- Area: Asia
- Members: 1,732 (2025)
- Districts: 1
- Branches: 4
- FamilySearch Centers: 3

= The Church of Jesus Christ of Latter-day Saints in Sri Lanka =

The Church of Jesus Christ of Latter-day Saints in Sri Lanka refers to the Church of Jesus Christ of Latter-day Saints (LDS Church) and its members in Sri Lanka. The first branch was organized in 1978 and has since grown to four congregations. Between 2015 and 2019 membership increased by roughly 20%.

== History ==

Two Mormon missionaries, Chauncey W. West and Benjamin F. Dewey, arrived in Ceylon in May 1853. They briefly labored in Galle and Colombo but could find neither a hall in which to preach nor a person to listen to their message, thanks largely to the influence of anti-Mormon tracts and newspaper articles. They remained in the country only a short time before returning to India.

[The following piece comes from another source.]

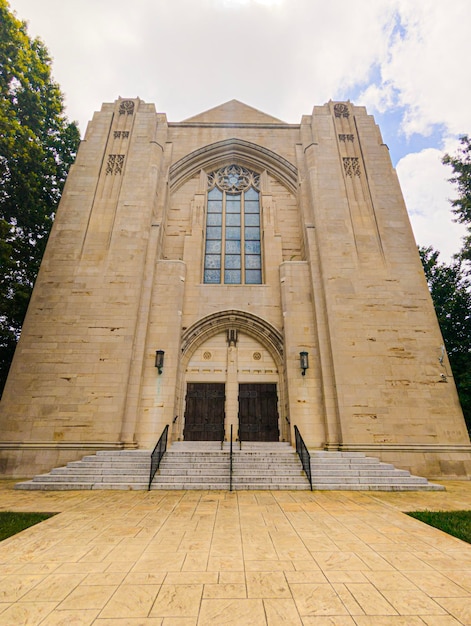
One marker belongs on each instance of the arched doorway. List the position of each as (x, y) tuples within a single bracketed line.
[(232, 374)]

The LDS Church's next official contact with Sri Lanka was in August 1975, when two missionaries en route home from the church's Singapore Mission were assigned to stop in Sri Lanka to explore the prospects for initiating missionary work. They reported favorably.

In 1976, Clarence Long, a Latter-day Saint from Texas, visited Colombo on business and became acquainted with Reginald and Easvary Rasiah and presented them with a copy of the Book of Mormon. Their son, Rosignald Rasiah traveled to the United States to work for Long and was baptized in Texas in June 1977. Reginald and Easvary Rasiah were baptized in August 1977, and a few of their family members and others were baptized in ensuing months.

The Sri Lanka Branch of the church was organized in March 1978 with Reginald Rasiah as president. The church was officially registered in March 1979.

In 1979, the church's Genealogical Society of Utah started microfilming Sri Lanka's vital records. The LDS Church and the Rotary Club in Columbo worked together to start a program to teach English as a second language in February 1982.

Several senior couples served in Sri Lanka beginning in the late 1970s. They did not actively proselytize, but taught those who requested more information about the church. Missionaries were removed from the country at different times due to civil war. Sri Lanka had one branch and 135 members in 1990. Limited numbers of young foreign missionaries were allowed to serve there beginning about the late 1990s. This led to accelerated church growth.

The first chapel in Sri Lanka was dedicated in December 2001. In 2003, membership reached 783.

=== Tsunami relief ===
After the 2004 Asian tsunami, the LDS Church brought aid and other assistance to the tsunami devastated countries, including Sri Lanka. Relief supplies, including food, hygiene, and educational kits, were given to those affected by the tsunami. The church assisted in building villages. Among other aids and services, the church built more than 650 boats and gave micro-credit loans to hundreds of women to support each other in various livelihood efforts.

Thousands of hygiene kits were distributed.

In addition to giving humanitarian aid, youth in Long Beach California wrote letters of comfort, friendship and encouragement which were hand-delivered to children in Sri Lanka.

Members of the Geneva Switzerland Stake made and provided hygiene kits and collected several tons clothing and bedding for tsunami devastated countries, including Sri Lanka.

Some Latter-day Saints in Virginia traveled to Sri Lanka at their own expense and formed a group called "Sri Lankan Help". When they arrived in Sri Lanka this group saw people were receiving basic needs like food and water, but many psychological needs were not being addressed. They addressed this need by performing various acts of kindness.

Merrill Osmond, a member of the LDS Church, performed at a Tsunami Relief Fund-raiser hosted by the Los Angeles World Affairs Council.

== Colombo Sri Lanka District ==

The Colombo Sri Lanka District encompasses the country of Sri Lanka. As of May 2025, there were five branches in Sri Lanka, namely:
- Chilaw Branch
- Colombo Branch
- Kandy Branch
- Negombo Branch

All congregations in a district are considered a branch regardless of size and participation.

== Missions ==
The country was within the boundaries of the church's Singapore Mission until 1 November 2007, at which time it came under the direction of the India Bangalore Mission at the same time the India New Delhi Mission was formed.

== Temples ==
Sri Lanka was part of the Hong Kong China Temple district until the completion of the Bangkok Thailand Temple in 2023. It is anticipated that it will be encompassed within the Bengaluru India Temple district once that temple is completed.